Con la decisione n. 362 del 2000, la Corte costituzionale sancisce un principio molto importante, rimediando ad un vistoso errore del legislatore che da tempo era oggetto di critiche da parte della dottrina 1. Afferma infatti la Corte costituzionale che, in via generale, i canoni non effettivamente percepiti dal locatore, a causa della morosità del conduttore, non possono concorrere a determinare la base imponibile, ai fini della tassazione Irpef del reddito fondiario di un immobile locato.
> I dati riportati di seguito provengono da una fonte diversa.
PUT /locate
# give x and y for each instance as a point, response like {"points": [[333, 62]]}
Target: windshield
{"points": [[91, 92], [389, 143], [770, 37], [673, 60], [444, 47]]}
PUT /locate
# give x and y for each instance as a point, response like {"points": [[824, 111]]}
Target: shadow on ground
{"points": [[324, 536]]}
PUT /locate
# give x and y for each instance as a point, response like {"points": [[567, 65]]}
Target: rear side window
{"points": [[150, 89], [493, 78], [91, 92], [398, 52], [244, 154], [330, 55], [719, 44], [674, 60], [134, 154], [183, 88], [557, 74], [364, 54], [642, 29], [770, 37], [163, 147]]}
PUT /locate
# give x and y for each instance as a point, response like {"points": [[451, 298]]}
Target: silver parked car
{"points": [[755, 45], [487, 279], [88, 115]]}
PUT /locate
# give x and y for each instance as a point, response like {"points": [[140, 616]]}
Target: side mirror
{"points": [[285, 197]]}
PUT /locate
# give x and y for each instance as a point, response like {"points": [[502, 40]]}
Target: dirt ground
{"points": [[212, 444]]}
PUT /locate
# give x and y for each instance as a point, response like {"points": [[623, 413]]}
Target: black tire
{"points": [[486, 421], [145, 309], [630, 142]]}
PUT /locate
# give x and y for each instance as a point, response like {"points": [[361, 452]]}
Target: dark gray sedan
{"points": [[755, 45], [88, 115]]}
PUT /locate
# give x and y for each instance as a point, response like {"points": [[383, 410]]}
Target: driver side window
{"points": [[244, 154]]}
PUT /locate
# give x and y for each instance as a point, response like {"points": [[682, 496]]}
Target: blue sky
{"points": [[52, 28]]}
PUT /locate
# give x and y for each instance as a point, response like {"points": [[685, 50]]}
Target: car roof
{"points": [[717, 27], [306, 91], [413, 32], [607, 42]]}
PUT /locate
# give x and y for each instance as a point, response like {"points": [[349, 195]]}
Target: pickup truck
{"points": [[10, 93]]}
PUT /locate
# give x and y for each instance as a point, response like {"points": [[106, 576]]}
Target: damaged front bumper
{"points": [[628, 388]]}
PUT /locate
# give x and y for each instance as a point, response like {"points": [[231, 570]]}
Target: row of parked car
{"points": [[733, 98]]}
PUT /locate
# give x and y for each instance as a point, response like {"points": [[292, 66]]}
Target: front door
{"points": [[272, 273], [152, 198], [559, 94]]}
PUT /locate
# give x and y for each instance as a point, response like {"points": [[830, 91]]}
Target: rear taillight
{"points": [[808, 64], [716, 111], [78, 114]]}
Secondo la Corte costituzionale, il riferimento al reddito locativo, nelle norme impugnate, deve essere interpretato in modo eccezionale, all'interno di un sistema che adotta come regola generale quella per cui i redditi fondiari concorrono a formare il reddito complessivo indipendentemente dalla percezione 2.

Attraverso questa impostazione, il giudice costituzionale rigetta le questioni sottoposte al suo giudizio, interpretandole in modo conforme alla Costituzione.

@2. Le questioni sottoposte all'esame della Corte

Oggetto del giudizio costituzionale erano questioni analoghe, sollevate da giudici diversi, sul combinato disposto degli artt. 23, comma 1, 33, comma 1, 34, comma 1, e 134, comma 2, del D.P.R. 22 dicembre 1986, n. 917 (Approvazione del testo unico delle imposte sui redditi), in relazione agli artt. 53, 24 Page 873 e 3 Cost., nella parte in cui «assume, quale base imponibile, ai fini della tassazione Irpef del reddito fondiario di un immobile locato, l'importo del canone locativo convenuto in contratto, anziché il reddito medio ordinario desunto dalla rendita catastale, anche quando, a causa della morosità del conduttore, tale canone non sia stato effettivamente percepito».

Nei giudizi a quibus, consapevolmente i ricorrenti avevano escluso dalla dichiarazione fiscale i redditi non percepiti a causa della morosità dei conduttori, dal momento che tali redditi non erano mai stati riscossi e sul presupposto che, in una ipotesi siffatta, al criterio che prevede la tassazione sull'importo del canone locativo, si sarebbe dovuto sostituire il criterio generale della tassazione sul reddito medio ordinario dell'unità catastale, determinato in via automatica mediante le tariffe d'estimo.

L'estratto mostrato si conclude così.